Meningitis causes seizures and deafness in those it doesn't kill. Outbreaks in the sub-Saharan belt take place after a period without rain, low humidity and a lot of dust in the air, and, although the exact correlation is not yet known, researchers in the European Space Agency's Epidimio project are using satellite data to follow week by week the development of dust storms and the appearance of conditions favourable for an epidemic to start.
Google flu trends and wheresgeorge
Unsurprisingly the Internet is weighing in with prediction tools as well. Google Flu Trends, for example, was launched in late 2008 after the company's engineers discovered a close relationship between the number of people Googling for flu-related topics and those with flu symptoms. The company says Flu Trends makes it possible to estimate possible flu activity in near real-time, and that the estimates, which have been validated against historical data from the US Centres for Disease Control and Prevention, can be up to two weeks ahead of federal government data.
At the moment, however, the system covers only the US, although in light of the swine flu pandemic Google is also running an experimental system for Mexico. In time, the company says it hopes to extend the service to other countries and may include other diseases.
Then there's WheresGeorge.com, an Internet game where users enter the serial numbers from their dollar bills to track their travels around the US and Europe. In an echo of the human movement models discussed earlier, Professor Dirk Brockmann of Northwestern University in the US has used the game to calculate the odds that a given dollar bill will stay within a 10km radius, to create an epidemiological model to predict the course of the swine flu pandemic over the next few weeks, as well as future outbreaks.
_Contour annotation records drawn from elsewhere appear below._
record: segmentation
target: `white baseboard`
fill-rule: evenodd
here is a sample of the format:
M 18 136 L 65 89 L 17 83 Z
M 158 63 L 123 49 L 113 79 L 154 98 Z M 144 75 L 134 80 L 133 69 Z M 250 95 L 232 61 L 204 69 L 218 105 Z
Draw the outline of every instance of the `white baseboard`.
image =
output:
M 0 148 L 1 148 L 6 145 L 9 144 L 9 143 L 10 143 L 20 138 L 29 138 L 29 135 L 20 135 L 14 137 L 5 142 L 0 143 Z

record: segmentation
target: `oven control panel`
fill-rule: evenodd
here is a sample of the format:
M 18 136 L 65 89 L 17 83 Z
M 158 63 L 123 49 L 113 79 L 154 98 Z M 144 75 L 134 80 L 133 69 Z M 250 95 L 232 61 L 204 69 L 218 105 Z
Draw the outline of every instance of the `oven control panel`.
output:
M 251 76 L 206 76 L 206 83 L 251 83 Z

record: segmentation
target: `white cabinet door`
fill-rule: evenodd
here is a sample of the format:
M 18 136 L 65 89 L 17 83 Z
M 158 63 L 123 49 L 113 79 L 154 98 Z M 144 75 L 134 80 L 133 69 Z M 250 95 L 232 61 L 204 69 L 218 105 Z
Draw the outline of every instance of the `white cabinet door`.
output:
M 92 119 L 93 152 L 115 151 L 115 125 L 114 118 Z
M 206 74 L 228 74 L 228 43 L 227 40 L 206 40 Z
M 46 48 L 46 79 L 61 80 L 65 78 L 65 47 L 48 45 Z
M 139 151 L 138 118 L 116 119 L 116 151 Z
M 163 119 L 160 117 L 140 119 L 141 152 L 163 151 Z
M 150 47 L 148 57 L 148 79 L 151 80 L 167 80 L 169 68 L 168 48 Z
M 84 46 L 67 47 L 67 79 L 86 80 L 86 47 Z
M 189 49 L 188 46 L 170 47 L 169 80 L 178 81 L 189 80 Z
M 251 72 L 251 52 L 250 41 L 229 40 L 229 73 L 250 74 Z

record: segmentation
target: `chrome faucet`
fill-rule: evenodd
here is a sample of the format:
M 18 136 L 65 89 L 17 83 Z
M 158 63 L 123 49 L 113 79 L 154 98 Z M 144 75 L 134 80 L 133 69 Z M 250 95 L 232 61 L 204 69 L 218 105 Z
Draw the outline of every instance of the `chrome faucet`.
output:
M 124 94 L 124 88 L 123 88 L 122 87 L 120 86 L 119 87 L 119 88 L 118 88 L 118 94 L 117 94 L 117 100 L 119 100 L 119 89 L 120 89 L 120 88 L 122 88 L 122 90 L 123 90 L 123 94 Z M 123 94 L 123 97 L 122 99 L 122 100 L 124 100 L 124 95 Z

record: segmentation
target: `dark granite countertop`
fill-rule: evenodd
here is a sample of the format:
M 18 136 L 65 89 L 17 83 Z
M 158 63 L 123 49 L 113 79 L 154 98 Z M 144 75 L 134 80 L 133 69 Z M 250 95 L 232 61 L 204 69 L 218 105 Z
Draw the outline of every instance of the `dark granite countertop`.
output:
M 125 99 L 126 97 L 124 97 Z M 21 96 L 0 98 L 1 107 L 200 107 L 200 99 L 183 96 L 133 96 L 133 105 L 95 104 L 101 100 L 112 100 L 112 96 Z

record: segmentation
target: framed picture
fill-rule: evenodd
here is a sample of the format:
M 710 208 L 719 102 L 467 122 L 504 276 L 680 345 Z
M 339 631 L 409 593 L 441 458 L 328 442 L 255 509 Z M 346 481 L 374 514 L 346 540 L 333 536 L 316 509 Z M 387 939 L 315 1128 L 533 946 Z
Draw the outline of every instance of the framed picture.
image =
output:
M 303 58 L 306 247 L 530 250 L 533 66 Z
Such models are too new to be backed up by historical data, but Prof Brockmann's prediction that there will be only 1,700 or so cases of swine flu in the US by late May matches almost exactly that from another model using a system at Indiana University, which is based on similar assumptions such as a low R0 but which uses a different algorithm.
Like all models these are continually being refined, and there's a constant push for new ones, so you can be sure that as long as there are diseases out there, we'll have mathematical models to predict how they will spread - and hopefully prevent them from spreading.